T. : Quand les premiers textes seront-ils publiés ?
P. B. : Les recommandations sur les hépatites sont sorties à l’automne dernier. Concernant le VIH, tous les chapitres sont à peu près finalisés ou au stade des étapes finales de validation par la HAS. Le chapitre « grossesse » sera disponible début juin, avec des communications aux Journées nationales d’infectiologie (du 12 au 14 juin) et Pari(s) Santé Femmes (du 12 au 14 juin). Le chapitre « pédiatrie » passe les dernières commissions fin mai et devrait également sortir début juin. Les derniers chapitres qui n’auraient pas été validés fin juin sortiront au plus tard début septembre.
Concernant les chapitres qui ne relèvent pas de la HAS, les chapitres « virologie » et « cancer » seront mis en ligne par le CNS début juin. Les autres suivront un même calendrier : une première importante fournée avant l’été et quelques derniers chapitres en septembre. C’est effectivement long, je sais que ces recommandations sont très attendues, mais je crois que ce travail est vraiment à la hauteur de ces attentes.
T. : Est-ce que certains sujets étaient plus polémiques que d’autres et ont-ils pu retarder le processus ?

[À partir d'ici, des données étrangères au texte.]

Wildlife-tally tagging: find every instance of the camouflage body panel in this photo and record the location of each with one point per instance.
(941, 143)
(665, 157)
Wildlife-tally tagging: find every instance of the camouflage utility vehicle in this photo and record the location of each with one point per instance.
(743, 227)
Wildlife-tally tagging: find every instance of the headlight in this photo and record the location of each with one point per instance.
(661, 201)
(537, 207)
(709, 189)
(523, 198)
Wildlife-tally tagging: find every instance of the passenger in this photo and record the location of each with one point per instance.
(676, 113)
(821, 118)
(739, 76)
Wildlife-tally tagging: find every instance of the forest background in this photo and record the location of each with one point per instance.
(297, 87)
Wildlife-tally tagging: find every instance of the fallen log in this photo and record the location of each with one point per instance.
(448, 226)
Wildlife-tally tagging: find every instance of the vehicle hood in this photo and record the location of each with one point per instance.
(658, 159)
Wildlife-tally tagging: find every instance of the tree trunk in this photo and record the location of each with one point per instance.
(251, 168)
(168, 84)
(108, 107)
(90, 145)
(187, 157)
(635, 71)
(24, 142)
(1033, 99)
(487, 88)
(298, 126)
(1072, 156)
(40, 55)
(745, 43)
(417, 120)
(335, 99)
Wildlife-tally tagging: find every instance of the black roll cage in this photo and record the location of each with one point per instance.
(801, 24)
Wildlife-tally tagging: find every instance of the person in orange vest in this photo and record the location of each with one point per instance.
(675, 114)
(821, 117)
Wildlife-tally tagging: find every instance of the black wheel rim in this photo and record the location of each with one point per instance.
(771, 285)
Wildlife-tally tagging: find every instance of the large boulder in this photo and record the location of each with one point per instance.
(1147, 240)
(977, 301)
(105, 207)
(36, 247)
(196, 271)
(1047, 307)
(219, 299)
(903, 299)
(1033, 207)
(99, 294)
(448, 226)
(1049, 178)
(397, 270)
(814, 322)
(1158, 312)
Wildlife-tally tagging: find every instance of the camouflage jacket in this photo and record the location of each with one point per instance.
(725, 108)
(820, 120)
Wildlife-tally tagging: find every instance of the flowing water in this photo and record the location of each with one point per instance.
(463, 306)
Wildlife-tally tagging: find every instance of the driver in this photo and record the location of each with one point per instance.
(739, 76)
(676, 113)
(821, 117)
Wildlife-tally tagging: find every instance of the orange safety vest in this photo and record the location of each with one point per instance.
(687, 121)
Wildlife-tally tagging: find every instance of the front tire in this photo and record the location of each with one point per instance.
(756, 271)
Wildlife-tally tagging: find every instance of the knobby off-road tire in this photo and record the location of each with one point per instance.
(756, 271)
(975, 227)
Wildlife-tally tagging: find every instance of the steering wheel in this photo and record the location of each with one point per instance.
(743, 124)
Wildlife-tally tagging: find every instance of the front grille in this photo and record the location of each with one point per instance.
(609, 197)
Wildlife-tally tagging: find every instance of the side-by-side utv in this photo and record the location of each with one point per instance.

P. B. : Forcément, certains sujets ont occasionné des débats et des discussions, mais rien qui n’ait été bloquant. Toutes les décisions ont été prises à partir des données scientifiques dont nous disposions. L’état des lieux des connaissances a été l’unique arbitre en faveur de telle ou telle décision. Par exemple, le chapitre « grossesse » présente de nombreuses nouvelles propositions par rapport aux recommandations antérieures.
T. : D’ailleurs, les recommandations iront-elles dans le sens d’un allaitement possible pour les mères vivant avec le VIH ?
P. B. : Tous les textes et leur contenu sont sous embargo, la HAS est très stricte à ce sujet. Mais je peux dire que, dans ce chapitre, les choses ont évolué de manière très significative.
T. : Même chose concernant la PrEP à la demande chez les femmes, est-ce que ça évolue ? Vous ne pouvez rien nous dire ?
P. B. : À chaque questionnement, on se reporte aux données de la littérature. Dans le cas de la PrEP à la demande chez les femmes, il manque, à ce jour, des éléments dans la littérature pour faire évoluer les dernières recommandations.
T. : Dans quels domaines attendiez-vous des changements ?
P. B. : Pour certains sujets, comme le traitement de l’infection opportuniste du VIH, rien n’a changé, parce que c’est carré et que l’on connaît bien le sujet. Mais pour la grossesse, la PrEP ou le TPE, on attendait de profonds changements, et il y en a.